Web scraping in 2026 is dominated by five recurring patterns. This lib gives each pattern a documented helper plus the surrounding infrastructure (HTTP client with TLS-impersonation fallback, retry/backoff, fixture-replay testing) so you don't reinvent them per vendor.

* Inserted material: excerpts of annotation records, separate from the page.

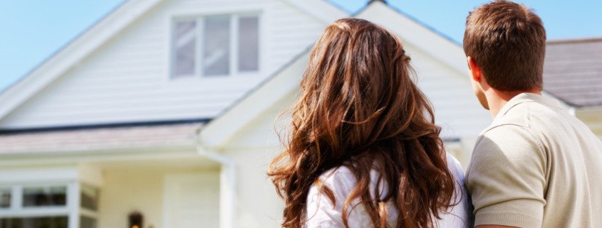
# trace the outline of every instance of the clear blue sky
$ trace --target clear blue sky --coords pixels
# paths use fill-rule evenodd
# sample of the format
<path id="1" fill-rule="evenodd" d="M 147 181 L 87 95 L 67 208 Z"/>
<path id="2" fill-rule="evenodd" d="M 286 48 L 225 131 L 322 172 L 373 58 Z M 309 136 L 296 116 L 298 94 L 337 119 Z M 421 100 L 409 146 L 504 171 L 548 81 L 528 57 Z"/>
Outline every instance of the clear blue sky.
<path id="1" fill-rule="evenodd" d="M 301 0 L 300 0 L 301 1 Z M 328 0 L 356 12 L 368 0 Z M 0 91 L 93 24 L 123 0 L 0 0 Z M 466 15 L 489 1 L 390 0 L 441 33 L 461 41 Z M 602 1 L 519 0 L 544 21 L 549 39 L 602 37 Z"/>

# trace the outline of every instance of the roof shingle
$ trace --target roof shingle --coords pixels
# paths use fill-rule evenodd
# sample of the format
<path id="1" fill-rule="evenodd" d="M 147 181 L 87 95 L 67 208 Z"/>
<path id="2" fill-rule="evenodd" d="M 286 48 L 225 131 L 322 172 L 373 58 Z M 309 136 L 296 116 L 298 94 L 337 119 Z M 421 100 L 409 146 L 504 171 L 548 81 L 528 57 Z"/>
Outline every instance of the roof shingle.
<path id="1" fill-rule="evenodd" d="M 602 38 L 548 42 L 544 90 L 573 107 L 602 106 Z"/>

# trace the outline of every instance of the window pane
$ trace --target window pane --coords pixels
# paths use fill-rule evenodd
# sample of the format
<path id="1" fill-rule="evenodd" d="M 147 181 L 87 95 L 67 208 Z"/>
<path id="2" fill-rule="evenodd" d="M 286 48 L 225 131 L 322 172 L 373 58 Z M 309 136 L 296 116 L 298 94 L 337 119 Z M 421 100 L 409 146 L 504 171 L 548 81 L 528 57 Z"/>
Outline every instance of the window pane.
<path id="1" fill-rule="evenodd" d="M 230 18 L 208 17 L 203 31 L 203 75 L 230 72 Z"/>
<path id="2" fill-rule="evenodd" d="M 239 71 L 256 71 L 259 68 L 259 25 L 256 16 L 239 19 Z"/>
<path id="3" fill-rule="evenodd" d="M 194 75 L 195 31 L 197 23 L 183 21 L 175 23 L 174 31 L 174 76 Z"/>
<path id="4" fill-rule="evenodd" d="M 23 206 L 62 206 L 67 203 L 67 187 L 35 187 L 23 189 Z"/>
<path id="5" fill-rule="evenodd" d="M 98 208 L 98 189 L 84 184 L 82 184 L 81 186 L 81 192 L 80 192 L 80 197 L 81 207 L 96 211 Z"/>
<path id="6" fill-rule="evenodd" d="M 96 228 L 96 219 L 87 216 L 81 216 L 79 223 L 79 228 Z"/>
<path id="7" fill-rule="evenodd" d="M 1 228 L 67 228 L 66 216 L 0 218 Z"/>
<path id="8" fill-rule="evenodd" d="M 11 189 L 0 189 L 0 208 L 11 207 Z M 1 227 L 0 227 L 1 228 Z"/>

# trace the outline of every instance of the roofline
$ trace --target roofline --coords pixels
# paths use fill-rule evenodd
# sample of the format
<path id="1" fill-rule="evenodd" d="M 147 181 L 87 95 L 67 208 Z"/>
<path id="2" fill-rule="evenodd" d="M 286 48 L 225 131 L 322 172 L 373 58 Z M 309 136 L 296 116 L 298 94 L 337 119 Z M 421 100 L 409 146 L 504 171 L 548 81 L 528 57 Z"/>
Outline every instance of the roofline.
<path id="1" fill-rule="evenodd" d="M 0 119 L 164 0 L 128 0 L 0 93 Z"/>
<path id="2" fill-rule="evenodd" d="M 338 19 L 351 16 L 348 11 L 326 0 L 282 1 L 326 24 L 330 24 Z"/>
<path id="3" fill-rule="evenodd" d="M 558 39 L 546 41 L 546 44 L 566 44 L 566 43 L 592 43 L 592 42 L 602 42 L 602 37 L 585 37 L 578 38 L 568 38 L 568 39 Z"/>
<path id="4" fill-rule="evenodd" d="M 121 127 L 175 125 L 175 124 L 192 124 L 192 123 L 199 123 L 200 124 L 200 123 L 207 123 L 210 121 L 211 121 L 211 119 L 202 118 L 202 119 L 186 119 L 164 120 L 164 121 L 140 121 L 140 122 L 123 122 L 123 123 L 113 123 L 113 124 L 103 124 L 57 126 L 18 129 L 0 129 L 0 135 L 15 134 L 26 134 L 26 133 L 41 133 L 41 132 L 48 132 L 48 131 L 73 131 L 73 130 L 111 129 L 111 128 L 121 128 Z"/>
<path id="5" fill-rule="evenodd" d="M 404 17 L 406 17 L 408 19 L 413 21 L 416 23 L 422 26 L 422 27 L 424 27 L 424 28 L 425 28 L 428 30 L 430 30 L 432 32 L 437 33 L 437 35 L 439 35 L 440 36 L 447 39 L 447 40 L 453 43 L 454 44 L 458 45 L 459 47 L 462 47 L 461 41 L 455 40 L 451 36 L 447 36 L 447 34 L 443 33 L 442 32 L 441 32 L 441 31 L 437 30 L 436 28 L 435 28 L 435 27 L 432 27 L 430 25 L 425 23 L 425 22 L 422 22 L 422 21 L 419 20 L 417 18 L 405 12 L 404 11 L 401 10 L 400 9 L 395 7 L 393 6 L 391 6 L 390 4 L 389 4 L 388 2 L 387 2 L 387 1 L 384 1 L 384 0 L 370 0 L 367 4 L 365 4 L 364 6 L 363 6 L 362 8 L 358 9 L 357 11 L 356 11 L 352 16 L 354 16 L 354 17 L 358 16 L 358 14 L 361 13 L 362 11 L 363 11 L 364 10 L 368 9 L 368 7 L 370 6 L 370 5 L 375 4 L 375 3 L 383 4 L 387 5 L 388 6 L 389 6 L 389 8 L 390 8 L 393 11 L 398 12 L 399 14 L 401 14 Z"/>
<path id="6" fill-rule="evenodd" d="M 29 70 L 28 70 L 26 72 L 25 72 L 25 74 L 23 74 L 22 75 L 21 75 L 21 76 L 19 77 L 19 79 L 18 79 L 18 80 L 16 80 L 16 81 L 13 82 L 12 82 L 12 83 L 11 83 L 11 84 L 9 84 L 9 85 L 8 86 L 6 86 L 6 87 L 4 87 L 4 88 L 3 88 L 3 89 L 0 89 L 0 94 L 1 94 L 2 93 L 4 93 L 5 91 L 8 90 L 8 89 L 9 89 L 9 88 L 10 88 L 10 87 L 13 87 L 13 86 L 14 86 L 14 85 L 15 85 L 16 84 L 19 83 L 19 82 L 21 82 L 21 80 L 23 80 L 25 78 L 25 77 L 26 77 L 27 75 L 28 75 L 31 74 L 31 72 L 33 72 L 33 71 L 35 71 L 36 70 L 37 70 L 38 68 L 39 68 L 40 67 L 41 67 L 42 65 L 44 65 L 44 63 L 46 63 L 46 62 L 48 62 L 50 59 L 51 59 L 52 58 L 53 58 L 53 57 L 54 57 L 55 55 L 56 55 L 57 54 L 58 54 L 58 53 L 60 53 L 60 52 L 61 52 L 63 49 L 64 49 L 66 47 L 68 46 L 69 45 L 71 45 L 71 43 L 73 43 L 73 42 L 75 42 L 77 39 L 80 38 L 81 38 L 82 36 L 83 36 L 83 34 L 85 34 L 85 33 L 88 33 L 88 31 L 90 31 L 90 29 L 92 29 L 92 28 L 94 28 L 94 26 L 97 26 L 99 23 L 100 23 L 100 21 L 103 21 L 103 20 L 105 20 L 105 19 L 108 16 L 109 16 L 109 15 L 110 15 L 110 14 L 111 14 L 111 13 L 113 13 L 113 11 L 116 11 L 118 9 L 119 9 L 119 8 L 122 7 L 124 4 L 125 4 L 125 2 L 127 2 L 128 1 L 128 0 L 124 0 L 123 1 L 122 1 L 121 3 L 120 3 L 119 4 L 118 4 L 117 6 L 115 6 L 113 7 L 113 9 L 110 9 L 108 12 L 105 13 L 105 14 L 103 14 L 103 16 L 100 16 L 100 18 L 97 19 L 96 21 L 94 21 L 94 22 L 93 22 L 93 23 L 92 23 L 92 24 L 90 24 L 90 25 L 88 26 L 87 27 L 85 27 L 85 28 L 84 28 L 84 30 L 83 30 L 83 31 L 82 31 L 79 32 L 77 35 L 76 35 L 76 36 L 73 36 L 73 37 L 72 37 L 71 38 L 70 38 L 68 40 L 67 40 L 67 42 L 66 42 L 66 43 L 63 43 L 63 45 L 61 45 L 60 47 L 58 47 L 58 48 L 57 48 L 56 50 L 53 50 L 52 53 L 50 53 L 50 55 L 47 55 L 47 56 L 46 56 L 46 58 L 43 58 L 41 61 L 40 61 L 39 63 L 38 63 L 37 64 L 36 64 L 36 65 L 34 65 L 33 67 L 30 68 L 30 69 L 29 69 Z"/>
<path id="7" fill-rule="evenodd" d="M 380 7 L 379 6 L 385 6 L 385 7 L 387 7 L 388 9 L 393 9 L 392 7 L 388 6 L 378 1 L 373 1 L 370 4 L 370 6 L 371 7 Z M 365 11 L 365 9 L 367 9 L 368 8 L 365 8 L 358 13 L 354 15 L 354 16 L 361 16 L 361 13 Z M 393 11 L 396 11 L 399 13 L 398 11 L 395 11 L 393 9 Z M 461 61 L 463 61 L 462 59 L 458 58 L 457 60 L 447 60 L 447 58 L 442 57 L 450 55 L 462 55 L 463 57 L 464 53 L 456 43 L 442 37 L 440 33 L 435 33 L 432 29 L 424 28 L 423 24 L 417 23 L 416 21 L 412 20 L 404 14 L 399 13 L 399 16 L 405 18 L 405 20 L 400 22 L 400 23 L 409 23 L 410 25 L 413 25 L 413 26 L 417 26 L 418 28 L 422 27 L 424 29 L 420 30 L 419 32 L 427 33 L 427 34 L 428 34 L 428 37 L 435 39 L 436 45 L 435 45 L 435 47 L 430 47 L 431 49 L 423 50 L 424 51 L 425 51 L 427 54 L 432 55 L 434 52 L 432 48 L 442 47 L 445 48 L 442 48 L 443 50 L 440 49 L 440 53 L 435 53 L 433 58 L 443 58 L 444 61 L 442 62 L 442 64 L 445 64 L 450 67 L 450 68 L 454 70 L 458 70 L 462 72 L 465 72 L 463 70 L 464 69 L 460 69 L 465 67 L 466 66 L 465 64 L 461 63 Z M 413 36 L 410 37 L 410 38 L 412 38 L 411 42 L 416 42 L 415 36 Z M 312 46 L 313 44 L 310 45 L 309 48 Z M 420 46 L 420 43 L 418 43 L 417 48 L 422 49 L 425 47 Z M 291 67 L 299 67 L 300 69 L 304 68 L 304 65 L 299 67 L 299 64 L 306 64 L 306 62 L 303 63 L 301 61 L 303 60 L 305 58 L 308 58 L 309 48 L 301 53 L 299 55 L 297 55 L 297 57 L 294 58 L 287 64 L 281 67 L 273 75 L 266 78 L 261 84 L 247 92 L 236 102 L 233 103 L 229 108 L 224 110 L 224 112 L 222 112 L 220 114 L 217 115 L 215 119 L 204 126 L 203 129 L 198 132 L 199 142 L 204 146 L 207 146 L 216 151 L 223 149 L 223 147 L 227 145 L 229 140 L 231 140 L 231 136 L 238 132 L 239 129 L 244 128 L 246 124 L 249 124 L 249 123 L 255 119 L 258 115 L 272 107 L 274 104 L 283 99 L 281 97 L 286 96 L 287 94 L 294 92 L 294 89 L 299 88 L 299 81 L 301 80 L 301 75 L 299 75 L 299 73 L 291 74 L 289 73 L 288 71 L 291 70 Z M 442 50 L 445 51 L 441 53 Z M 307 59 L 305 59 L 305 60 L 306 60 Z M 445 61 L 446 60 L 448 61 Z M 271 99 L 269 99 L 268 100 L 262 99 L 263 98 L 268 97 L 267 94 L 269 94 L 269 97 L 271 97 Z M 249 104 L 251 103 L 253 103 L 254 105 L 250 105 Z M 237 115 L 237 114 L 244 114 Z M 224 121 L 227 122 L 228 124 L 219 124 L 219 123 Z M 450 139 L 447 139 L 447 140 L 449 141 Z"/>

| Pattern | When to use | Helper | Cost |
|---|---|---|---|
| A — JSON API | DevTools shows an XHR returning the price-bearing JSON. Anonymous or OAuth. | vendor_client() + your own response model |
Lowest — parse, validate, done. |
| B — Embedded JSON | Document HTML carries <script type="application/ld+json">, __NEXT_DATA__, __NUXT__, or self.__next_f.push(...). |
patterns.b.extract_product_offer() (via extruct) |
Low — one call, broad markup coverage. |
| C — CSS / microdata | Price visible in HTML, no embedded JSON. Prefer itemprop="price" schema.org microdata. |
patterns.c.extract_microdata_price() (via selectolax) |
Medium — selectors break on ancestor reshuffles. |
| D — Hostile | Cloudflare Turnstile, Akamai EVA, etc. defeat both default httpx and curl_cffi. |
patterns.d.hostile_client() (via Scrapling) — pip install scrapper-tool[hostile] |
High — Playwright runtime, ≈400 MB image bloat. |
| E — LLM agent (v1.0.0+) | Pattern D still gets blocked, OR the page needs interaction (login, multi-step nav, dynamic forms), OR there's no stable selector. | agent_extract() (Crawl4AI + Ollama) and agent_browse() (browser-use + Camoufox + Ollama) — pip install scrapper-tool[llm-agent] |
Highest — local-LLM latency. Free at run-time (no API). See Pattern E docs. |
Plus a four-profile anti-bot ladder (chrome133a → chrome124 → safari18_0 → firefox135) that auto-walks when a profile gets fingerprinted, and a scrapper-tool canary CLI for nightly fingerprint-health probes.
flowchart TD
A[Your scraper code or LLM agent] --> B[vendor_client / request_with_retry]
B --> C{TLS-sensitive?}
C -- no --> D[httpx]
C -- yes --> E[curl_cffi ladder]
E --> E1[chrome133a] --> E2[chrome124] --> E3[safari18_0] --> E4[firefox135]
D --> F[Response]
E4 --> F
F --> G{Pattern}
G -- A --> H[JSON API model]
G -- B --> I[extruct: ld+json / next_data / nuxt]
G -- C --> J[selectolax: microdata / CSS]
G -- D --> K["Scrapling (Playwright + Turnstile)"]
G -- "BlockedError + interactive" --> M["Pattern E: agent_extract / agent_browse"]
M --> M1["Stealth browser (Camoufox / Patchright / Zendriver)"]
M1 --> M2["Local LLM (Ollama, qwen3-vl:8b)"]
M2 --> M3["Captcha cascade (Camoufox auto → Theyka → paid)"]
M3 --> L[Validated product data]
H --> L
I --> L
J --> L
K --> L
Recommended — all five patterns in one install (uv):
uv pip install scrapper-tool[full,agent] # Pattern A/B/C/D/E + MCP server
camoufox fetch # ~300 MB — best-stealth Firefox (Pattern E)
patchright install chromium # ~250 MB — fast-mode Chromium (Pattern E)
ollama pull qwen3-vl:8b # default model (16 GB VRAM); use qwen3-vl:4b on 8 GB[full] bundles [hostile] + [llm-agent] + [turnstile-solver] so every
pattern works in one environment. It's uv-only because Scrapling pins
lxml>=6 and Crawl4AI pins lxml~=5.3, and only uv honors the
[tool.uv] override-dependencies = ["lxml>=6.0.3"] declared in
pyproject.toml. The override is safe — both libraries use the stable
lxml.html/XPath surface that's compatible across lxml 5/6.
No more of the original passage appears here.